Global climate models that can predict elements of the weather up to nine months in advance are used by J-SCOPE, which feeds those results into a regional coastal ocean model – created by the UW Coastal Modeling Group. This ocean model simulates the intricate subsea canyons, shelf breaks and river plumes of the Pacific Northwest coastline. This is combined with a new UW oxygen model developed by Siedlecki that calculates where currents and chemistry promote the growth of marine plants, or phytoplankton, and where those plants will decompose and, in turn, affect oxygen levels and other properties of the ocean water.
All of these calculations allow J-SCOPE to create a nine month forecast for Washington and Oregon sea surface temperatures, oxygen at various depths, acidity, and chlorophyll, a measure of the marine plants that feed most fish. This fall, the researchers plan to add sardine habitat maps. The team eventually hopes to publish forecasts specific to other fish, such as tuna and salmon.

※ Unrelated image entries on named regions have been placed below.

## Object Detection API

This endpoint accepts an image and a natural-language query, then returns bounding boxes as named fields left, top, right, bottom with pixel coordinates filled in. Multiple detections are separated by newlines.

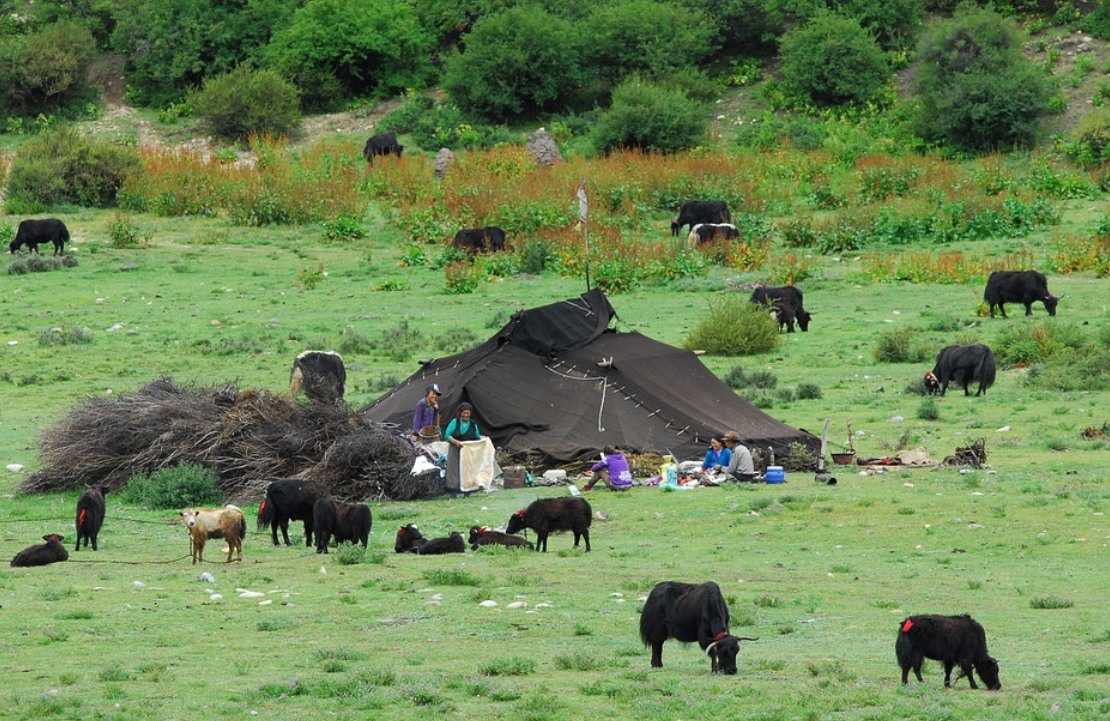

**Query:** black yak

left=11, top=534, right=69, bottom=567
left=982, top=271, right=1062, bottom=318
left=416, top=530, right=466, bottom=556
left=8, top=217, right=69, bottom=255
left=505, top=496, right=594, bottom=554
left=750, top=285, right=813, bottom=333
left=670, top=201, right=733, bottom=237
left=925, top=343, right=995, bottom=396
left=639, top=581, right=757, bottom=674
left=258, top=478, right=327, bottom=546
left=312, top=498, right=374, bottom=554
left=895, top=613, right=1002, bottom=691
left=393, top=524, right=426, bottom=554
left=362, top=131, right=405, bottom=163
left=73, top=484, right=108, bottom=551
left=289, top=351, right=346, bottom=405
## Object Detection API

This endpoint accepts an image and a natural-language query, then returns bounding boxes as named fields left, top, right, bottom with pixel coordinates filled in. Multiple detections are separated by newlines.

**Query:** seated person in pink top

left=582, top=446, right=632, bottom=490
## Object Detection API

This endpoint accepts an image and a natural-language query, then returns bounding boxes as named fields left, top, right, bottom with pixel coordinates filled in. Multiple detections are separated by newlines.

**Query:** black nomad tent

left=361, top=290, right=820, bottom=463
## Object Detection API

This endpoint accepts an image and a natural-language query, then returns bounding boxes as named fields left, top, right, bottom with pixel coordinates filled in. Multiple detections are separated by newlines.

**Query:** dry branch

left=19, top=378, right=424, bottom=501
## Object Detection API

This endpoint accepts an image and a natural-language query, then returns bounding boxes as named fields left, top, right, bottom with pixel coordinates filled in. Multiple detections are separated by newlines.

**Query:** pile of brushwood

left=940, top=438, right=987, bottom=468
left=19, top=378, right=443, bottom=502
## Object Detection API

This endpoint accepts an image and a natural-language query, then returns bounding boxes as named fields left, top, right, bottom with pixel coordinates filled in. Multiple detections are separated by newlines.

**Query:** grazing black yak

left=639, top=581, right=757, bottom=674
left=505, top=496, right=594, bottom=554
left=895, top=613, right=1002, bottom=691
left=73, top=484, right=108, bottom=551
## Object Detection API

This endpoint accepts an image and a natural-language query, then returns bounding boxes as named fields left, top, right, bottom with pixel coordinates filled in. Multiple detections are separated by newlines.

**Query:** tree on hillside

The model was fine-tuned by comparing its results for past seasons to actual measurements collected by the Northwest Association of Networked Ocean Observing Systems (NANOOS), a UW based group that hosts the forecasts as a forward-looking complement to its growing archive of Pacific Northwest ocean observations.
The new tool should be able to predict elements of the ocean ecosystem up to six months in advance, according to Siedlecki’s analyses. If the forecasts prove as reliable as the researchers hope, they could become part of a new management approach that requires knowing and predicting how different parts of the ocean ecosystem interact.
“The climate predictions have gotten to the point where they have six-month predictability globally, and the physics of the regional model and observational network are at the point where we’re able to do this project,” Siedlecki said. The project will be presented to the Pacific Fishery Management Council, the regulatory body for West Coast fisheries, this year. The researchers will work with NANOOS to reach tribal, state, and local fisheries managers.